Less "inherent vulnerabilities" than "If you're using a memory unsafe language (like C), the protections WASM gives you aren't enough to mitigate every possible vuln you might have had in your C code"
The WASM platform does provide some really cool protections, but it's not a silver bullet, you still need to fix your C code.
> The WASM platform does provide some really cool protections, but it's not a silver bullet, you still need to fix your C code.
I mean, the way you're phrasing it, that's true of every system. IIRC seL4 had a couple bugs where the code _and_ the formal model both got it wrong in the same way, and it therefore passed the proof.
The guarantees that wasm attempts to provide are that it's ok for me as a user to run random code in a wasm sandbox, rather than that code is inherently better at it's internal security by being in a sandbox.

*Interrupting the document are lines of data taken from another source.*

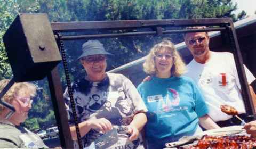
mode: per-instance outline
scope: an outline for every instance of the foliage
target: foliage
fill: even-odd
[[[215,17],[232,17],[234,21],[236,21],[246,17],[244,11],[237,16],[231,14],[236,6],[236,4],[233,4],[231,0],[0,0],[0,79],[11,77],[11,70],[2,37],[18,12],[46,13],[52,22]],[[115,32],[139,30],[122,30]],[[97,30],[62,34],[109,32]],[[175,44],[183,40],[181,35],[163,36],[170,38]],[[107,50],[115,54],[115,56],[108,62],[108,70],[146,55],[150,48],[161,39],[162,37],[153,36],[101,39]],[[85,41],[65,42],[69,71],[73,74],[71,79],[84,75],[84,70],[76,58],[81,54],[82,44]],[[59,65],[59,72],[65,88],[65,77],[62,64]],[[35,84],[39,88],[38,96],[34,100],[29,118],[25,122],[26,127],[31,130],[55,125],[47,81],[45,79]]]

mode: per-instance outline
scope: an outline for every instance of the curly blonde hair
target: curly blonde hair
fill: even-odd
[[[9,79],[4,79],[0,81],[0,92],[6,86],[10,81]],[[14,83],[13,85],[4,94],[2,100],[9,103],[11,103],[16,96],[26,95],[34,97],[36,95],[37,87],[31,83],[20,82]],[[0,104],[0,112],[3,111],[5,107]]]
[[[155,45],[147,56],[145,62],[143,64],[144,71],[149,75],[155,75],[157,72],[155,57],[162,50],[169,51],[174,56],[173,65],[171,69],[172,75],[179,77],[187,71],[186,64],[176,50],[174,45],[169,39],[164,39],[162,42]]]

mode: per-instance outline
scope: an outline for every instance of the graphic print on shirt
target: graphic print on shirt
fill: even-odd
[[[168,88],[166,90],[166,95],[162,99],[153,100],[154,97],[148,96],[148,101],[155,101],[157,103],[156,111],[154,112],[159,114],[161,117],[170,117],[175,115],[175,112],[187,110],[186,106],[181,106],[180,105],[180,98],[179,93],[175,89]],[[162,97],[158,95],[158,97]]]
[[[100,82],[103,86],[99,86],[99,83],[84,81],[81,82],[90,85],[87,88],[81,88],[85,87],[78,84],[74,92],[78,119],[83,121],[104,118],[114,128],[106,134],[91,129],[82,138],[84,146],[89,146],[92,142],[95,148],[137,148],[141,146],[140,138],[134,142],[127,140],[130,135],[126,128],[132,120],[135,107],[123,87],[119,84],[110,86],[109,82],[104,84],[104,81]],[[86,91],[86,94],[82,91]]]
[[[201,76],[199,80],[199,86],[202,89],[207,89],[205,87],[213,85],[215,89],[227,93],[234,87],[235,85],[235,77],[228,73],[205,73]]]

ie. wasm doesn't attempt to make the developer's job any easier, other than making it more likely that users will be willing to run their code.
Like, I don't think my c code is any safer when I run it on a system with a hypervisor.
This paper is important. It doesn't point out anything that you shouldn't already know if you're an experienced systems programmer, but may be a good reminder that WebAssembly's sandbox isn't the last word on security. You still need to be on alert for things that can trigger XSS, which can be easier when you have a memory unsafe language like C or C++ in your stack.
There's a good point in there about how node.js is exposed to all these vulnerabilities too.